The findings, which are available here and outlined in the image below, are interesting as they show there are still deep cultural codes which connect us. However, in contrast to what is happening to other aspects of our culture, they are shifting slowly. This suggests there are some less superficial characteristics of the human experience that have rigid roots.
This is an important consideration for strategists, and builds on ideas first articulated by the American writer Stewart Brand in his 1999 work on ‘pace layering’. In the context of culture, this suggests different rates of change occur. Some elements change quickly to respond to new information or developments, others more slowly, preserving stability and continuity.

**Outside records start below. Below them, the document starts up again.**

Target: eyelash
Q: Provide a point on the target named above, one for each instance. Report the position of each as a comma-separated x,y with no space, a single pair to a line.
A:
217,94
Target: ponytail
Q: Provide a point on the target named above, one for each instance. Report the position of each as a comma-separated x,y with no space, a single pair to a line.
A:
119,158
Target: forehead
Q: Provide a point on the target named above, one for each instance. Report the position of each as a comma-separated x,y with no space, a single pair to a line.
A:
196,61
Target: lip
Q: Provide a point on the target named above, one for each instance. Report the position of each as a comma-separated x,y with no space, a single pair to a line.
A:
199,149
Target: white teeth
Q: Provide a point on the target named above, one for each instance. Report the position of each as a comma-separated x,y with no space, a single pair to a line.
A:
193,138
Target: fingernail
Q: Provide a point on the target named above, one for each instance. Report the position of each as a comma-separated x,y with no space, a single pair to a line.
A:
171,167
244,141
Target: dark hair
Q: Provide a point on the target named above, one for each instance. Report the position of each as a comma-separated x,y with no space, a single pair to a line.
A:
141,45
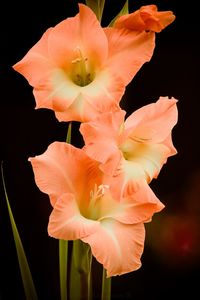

This allows for cultural practice to evolve over time, but still maintain its core values and principles.
It certainly helps us today as we try to understand, as professional communicators, what will resonate with a broad array of people.
Stagnation and nostalgia
There is another challenge cultural observers should pay attention to: the argument that rich societies that fail to create much new culture are stagnating; running out of fresh ideas in their apparent decadence and reliance on gadgetry.
This contention was put forward by Kurt Andersen in a 2011 essay for Vanity Fair, the author states that cultural evolution seemed to stall in the early 1990s.
“The recent past—the ‘00s, the ‘90s, even a lot of the ‘80s—looks almost identical to the present,” Andersen suggests, labelling this the “First Great Paradox of Contemporary Cultural History.”
More recently, American political analyst and author of The Decadent Society, Ross Douthat, builds on this thinking with compelling evidence that “secular stagnation” and “cultural nostalgia” in Western societies is limiting our ability to create new ideas.
In particular, Douthat notes technology has failed to empower people in the way it was hoped, which doesn’t bode well for generative AI. Certainly, internet technologies and algorithms may only serve to sustain mediocrity.
The result? At the Most Contagious conference at the end of last year, editorial director, Alex Jenkins, provocatively proposed that there was “a nearly complete lack of visually iconic work” in 2022.
A way forward
It would be easy to be drawn into this fatalism, but I still believe that there are some clear opportunities for advertisers to effectively tap into our (fast) changing cultural landscape:
Mass & Fragmented
Focus on those deep-rooted and enduring themes and values that transcend cultural boundaries, as highlighted by the ITV research. Campaigns that address common experiences, aspirations, and desires can bypass the ephemeral cultural landscape.
Alternatively, advertisers could lean into the cultural soup. This could mean focusing more closely on fandom and adopting Bodacious founder Zoe Scaman’s formula around community, autonomy and equity to relinquish control to micro-cultures. For some brands, becoming famous across many different fragments could be the route to success — as my colleague Lysette Jones wrote recently.
Serendipity & Algorithms
If algorithms breed mediocrity, then we must find ways to operate with them differently. How can we add more surprise and joy to the user experience? How can we escape blanding?
To become more Yayoi Kusama, you must identify your brand’s equivalent of the googly eyes?
This isn’t to say there isn’t a place for algorithms within your performance marketing, but advertisers need to find a better balance across data strategies that reflects the changing speeds of culture.
West & East
Finally, we might benefit from learning to expand our tastes beyond Western culture.
There are exciting and original ideas emerging from Africa, India, South Korea and China that reflect a new world of opportunity; Squid Game, Afrobeats, Imma Babymonster.
Indeed, perhaps we need to dissolve this notion of East and West and advertisers should consider how a more diffuse global culture can be better incorporated into marketing.
Simon Carr is chief strategy officer at Omnicom Group media agency Hearts & Science.